En fait, dès le départ, le Conseil supérieur de la magistrature a accumulé quelques retards dans la réalisation de son propre chronogramme. Il devrait procéder, entre les 11 et 25 novembre 2022, soit juste après la publication des résultats du concours à l’identification physique, à Kinshasa, des candidats retenus et à leur formation durant trois mois. Or, cette phase qui exige une présence obligatoire des intéressés n’est pas prise en charge par l’État. Il appartenait aux candidats eux-mêmes, surtout ceux de provinces, de prévoir leurs frais de déplacement et de séjour dans la capitale. Dans l’attente interminable de la suite du processus, certains d’entre eux, faute de moyens financiers suffisants, se sont retrouvés dans la précarité après cinq mois passés dans la capitale. Deux sont même décédés. Ce qui a entraîné, à la mi-avril, des manifestations dans la rue pour réclamer la poursuite du processus de leur recrutement et surtout la prise en charge de leur séjour.

Un budget dérisoire pour la justice

Avec un budget alloué à l’appareil judiciaire de 1,52 % en 2023 - contre 1,79 % l’année précédente -, les questions financières peuvent justifier ce retard. D’ailleurs, le Conseil supérieur de la magistrature n’a cessé ces derniers mois à se tourner vers des partenaires extérieurs pour demander le financement de la formation des magistrats recrutés.
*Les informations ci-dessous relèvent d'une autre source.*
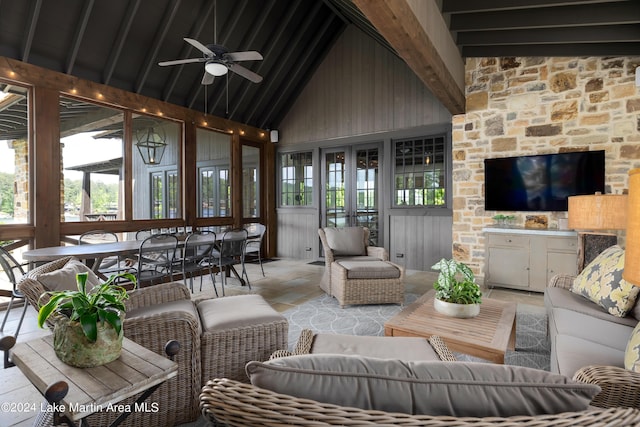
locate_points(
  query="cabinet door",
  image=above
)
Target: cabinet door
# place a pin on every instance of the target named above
(508, 267)
(561, 263)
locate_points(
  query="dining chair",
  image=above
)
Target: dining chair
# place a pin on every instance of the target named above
(109, 265)
(229, 252)
(254, 244)
(156, 258)
(13, 271)
(196, 257)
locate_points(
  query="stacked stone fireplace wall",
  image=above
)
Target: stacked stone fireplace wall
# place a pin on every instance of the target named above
(533, 105)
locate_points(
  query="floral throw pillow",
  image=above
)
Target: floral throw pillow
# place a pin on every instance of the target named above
(601, 282)
(632, 354)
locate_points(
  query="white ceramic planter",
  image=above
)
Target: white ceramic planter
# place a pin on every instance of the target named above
(461, 311)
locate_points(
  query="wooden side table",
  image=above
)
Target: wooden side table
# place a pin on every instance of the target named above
(95, 389)
(487, 336)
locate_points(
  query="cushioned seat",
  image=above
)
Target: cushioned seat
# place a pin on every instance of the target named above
(236, 330)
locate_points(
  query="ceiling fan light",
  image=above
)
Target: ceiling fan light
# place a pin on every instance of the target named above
(215, 68)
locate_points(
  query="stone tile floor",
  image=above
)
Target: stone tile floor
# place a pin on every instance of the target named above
(287, 283)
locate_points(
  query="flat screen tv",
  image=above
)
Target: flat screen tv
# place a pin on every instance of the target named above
(541, 182)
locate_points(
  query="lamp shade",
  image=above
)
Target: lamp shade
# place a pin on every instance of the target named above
(215, 68)
(598, 212)
(632, 251)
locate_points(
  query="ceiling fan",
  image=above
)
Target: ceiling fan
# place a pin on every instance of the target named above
(218, 60)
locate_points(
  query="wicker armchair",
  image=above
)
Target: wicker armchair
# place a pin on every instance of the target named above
(169, 317)
(620, 387)
(377, 282)
(238, 404)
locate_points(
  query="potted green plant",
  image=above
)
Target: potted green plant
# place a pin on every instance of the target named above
(457, 293)
(87, 327)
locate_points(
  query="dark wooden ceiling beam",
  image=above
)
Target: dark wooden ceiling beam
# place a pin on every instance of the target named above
(461, 6)
(566, 49)
(79, 35)
(397, 23)
(594, 34)
(561, 16)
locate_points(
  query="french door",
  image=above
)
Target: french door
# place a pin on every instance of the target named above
(350, 177)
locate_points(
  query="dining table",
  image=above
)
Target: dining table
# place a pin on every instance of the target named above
(93, 254)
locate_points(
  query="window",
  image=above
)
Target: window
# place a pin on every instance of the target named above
(156, 175)
(91, 149)
(296, 185)
(250, 181)
(164, 194)
(420, 170)
(14, 155)
(214, 178)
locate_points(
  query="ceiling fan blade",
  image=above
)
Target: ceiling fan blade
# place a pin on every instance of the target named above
(202, 48)
(247, 74)
(250, 55)
(181, 61)
(207, 78)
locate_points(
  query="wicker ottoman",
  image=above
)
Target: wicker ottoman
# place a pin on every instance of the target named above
(367, 282)
(236, 330)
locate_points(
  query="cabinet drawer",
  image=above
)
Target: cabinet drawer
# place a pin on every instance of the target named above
(562, 244)
(513, 240)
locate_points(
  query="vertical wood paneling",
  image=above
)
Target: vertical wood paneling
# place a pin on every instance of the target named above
(297, 231)
(421, 240)
(360, 88)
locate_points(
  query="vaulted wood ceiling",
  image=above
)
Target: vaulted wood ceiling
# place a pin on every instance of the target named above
(120, 42)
Surtout que l’effectif de ces recrues,  initialement fixé à 1 400, est passé à 3 000 lors de la publication du chronogramme des activités relatives au recrutement des magistrats avant d’atteindre finalement 5 000. 
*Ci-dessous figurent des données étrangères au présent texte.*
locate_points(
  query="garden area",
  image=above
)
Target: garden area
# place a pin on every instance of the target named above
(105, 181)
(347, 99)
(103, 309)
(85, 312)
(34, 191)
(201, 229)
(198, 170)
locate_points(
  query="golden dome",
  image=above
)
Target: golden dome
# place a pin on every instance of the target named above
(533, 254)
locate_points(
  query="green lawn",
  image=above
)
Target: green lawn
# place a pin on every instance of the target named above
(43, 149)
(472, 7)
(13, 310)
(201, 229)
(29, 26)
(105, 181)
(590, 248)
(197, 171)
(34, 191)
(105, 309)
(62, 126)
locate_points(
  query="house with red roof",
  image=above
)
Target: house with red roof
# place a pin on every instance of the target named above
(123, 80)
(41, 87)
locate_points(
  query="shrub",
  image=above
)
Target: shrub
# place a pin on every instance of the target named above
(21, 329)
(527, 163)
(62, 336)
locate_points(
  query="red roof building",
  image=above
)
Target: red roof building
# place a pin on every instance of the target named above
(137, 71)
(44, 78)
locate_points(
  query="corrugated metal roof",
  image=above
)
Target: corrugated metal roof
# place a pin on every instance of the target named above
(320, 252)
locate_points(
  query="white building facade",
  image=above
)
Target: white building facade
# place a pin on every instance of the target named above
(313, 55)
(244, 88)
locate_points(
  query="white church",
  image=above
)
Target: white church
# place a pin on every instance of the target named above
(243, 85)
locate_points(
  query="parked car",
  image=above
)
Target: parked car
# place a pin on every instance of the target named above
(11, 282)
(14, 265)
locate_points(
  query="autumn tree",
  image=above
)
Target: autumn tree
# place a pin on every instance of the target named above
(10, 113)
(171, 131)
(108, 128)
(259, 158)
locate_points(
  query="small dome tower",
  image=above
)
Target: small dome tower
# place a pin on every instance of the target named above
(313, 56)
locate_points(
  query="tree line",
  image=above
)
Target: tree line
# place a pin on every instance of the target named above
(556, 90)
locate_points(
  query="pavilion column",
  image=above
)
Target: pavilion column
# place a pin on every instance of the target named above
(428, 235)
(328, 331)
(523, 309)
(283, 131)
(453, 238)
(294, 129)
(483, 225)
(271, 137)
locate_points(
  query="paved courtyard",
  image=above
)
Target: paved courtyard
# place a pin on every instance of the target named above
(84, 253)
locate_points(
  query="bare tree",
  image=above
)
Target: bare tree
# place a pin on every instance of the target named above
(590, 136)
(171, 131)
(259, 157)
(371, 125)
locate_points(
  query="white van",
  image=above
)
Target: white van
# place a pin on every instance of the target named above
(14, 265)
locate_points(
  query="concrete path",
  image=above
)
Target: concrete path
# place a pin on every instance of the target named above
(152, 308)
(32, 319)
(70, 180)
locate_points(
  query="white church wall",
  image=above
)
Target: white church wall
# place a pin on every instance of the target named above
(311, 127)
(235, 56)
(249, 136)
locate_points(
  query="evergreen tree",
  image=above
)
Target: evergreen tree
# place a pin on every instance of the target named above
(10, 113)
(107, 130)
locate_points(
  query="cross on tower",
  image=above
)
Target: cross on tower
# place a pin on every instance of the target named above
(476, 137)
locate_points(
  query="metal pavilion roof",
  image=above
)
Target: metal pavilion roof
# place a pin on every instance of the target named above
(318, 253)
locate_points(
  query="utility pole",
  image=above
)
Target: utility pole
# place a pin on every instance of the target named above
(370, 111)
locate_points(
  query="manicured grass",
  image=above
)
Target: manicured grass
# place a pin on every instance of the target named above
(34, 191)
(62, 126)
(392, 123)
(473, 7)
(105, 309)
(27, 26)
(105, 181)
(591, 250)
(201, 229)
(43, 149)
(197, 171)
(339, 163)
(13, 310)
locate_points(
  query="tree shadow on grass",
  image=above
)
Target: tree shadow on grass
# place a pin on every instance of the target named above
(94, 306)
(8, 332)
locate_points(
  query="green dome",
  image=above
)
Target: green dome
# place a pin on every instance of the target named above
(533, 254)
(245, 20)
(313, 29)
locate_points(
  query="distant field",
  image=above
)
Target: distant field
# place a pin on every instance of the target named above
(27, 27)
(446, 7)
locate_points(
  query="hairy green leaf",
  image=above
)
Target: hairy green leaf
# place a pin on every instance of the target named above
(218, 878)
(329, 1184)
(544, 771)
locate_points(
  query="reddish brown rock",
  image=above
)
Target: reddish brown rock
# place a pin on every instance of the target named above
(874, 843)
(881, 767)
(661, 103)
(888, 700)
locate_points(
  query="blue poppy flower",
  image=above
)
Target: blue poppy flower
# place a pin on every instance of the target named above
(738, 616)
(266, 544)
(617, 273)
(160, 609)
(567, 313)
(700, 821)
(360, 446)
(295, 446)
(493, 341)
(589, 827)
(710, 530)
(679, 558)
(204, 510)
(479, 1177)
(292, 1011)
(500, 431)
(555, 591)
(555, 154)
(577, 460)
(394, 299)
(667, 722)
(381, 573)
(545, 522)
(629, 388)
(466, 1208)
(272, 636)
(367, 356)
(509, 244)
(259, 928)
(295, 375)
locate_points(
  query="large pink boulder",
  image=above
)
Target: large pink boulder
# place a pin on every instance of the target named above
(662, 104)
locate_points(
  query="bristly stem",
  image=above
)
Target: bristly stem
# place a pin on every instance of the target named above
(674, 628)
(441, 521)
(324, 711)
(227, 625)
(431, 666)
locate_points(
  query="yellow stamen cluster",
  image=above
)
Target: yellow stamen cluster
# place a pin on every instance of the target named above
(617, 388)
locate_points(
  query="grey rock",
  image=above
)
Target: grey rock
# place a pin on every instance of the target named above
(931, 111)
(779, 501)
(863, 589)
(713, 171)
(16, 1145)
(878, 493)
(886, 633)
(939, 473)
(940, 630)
L’on peut alors légitimement s'interroger sur la capacité du gouvernement Sama Lukonde d’assurer une bonne prise en charge cette année du premier groupe des 2 426 nouveaux magistrats nommés, une fois affectés à travers le pays.  Pour l’instant, ce que l’on sait c’est que la formation annoncée pour le 15 juillet, à l’attention des 2 426 nouveaux magistrats, se tiendra dans six différents sites : Kinshasa, Lubumbashi, Kisangani, Mbandaka, Mbuji-mayi et Bukavu. Comme prévu, elle durera trois mois.

À moins de six mois de la tenue des élections, attendues pour le 20 décembre, l’arrivée des nouveaux magistrats formés notamment sur des contentieux électoraux, pourrait aider les juridictions compétentes à mieux traiter dans les délais légaux, parfois très serrés, les différentes requêtes qui leur seront soumises par des candidats ou des organisations politiques. Une raison de plus pour accélérer le processus d’affectation des magistrats qui avance à petits pas.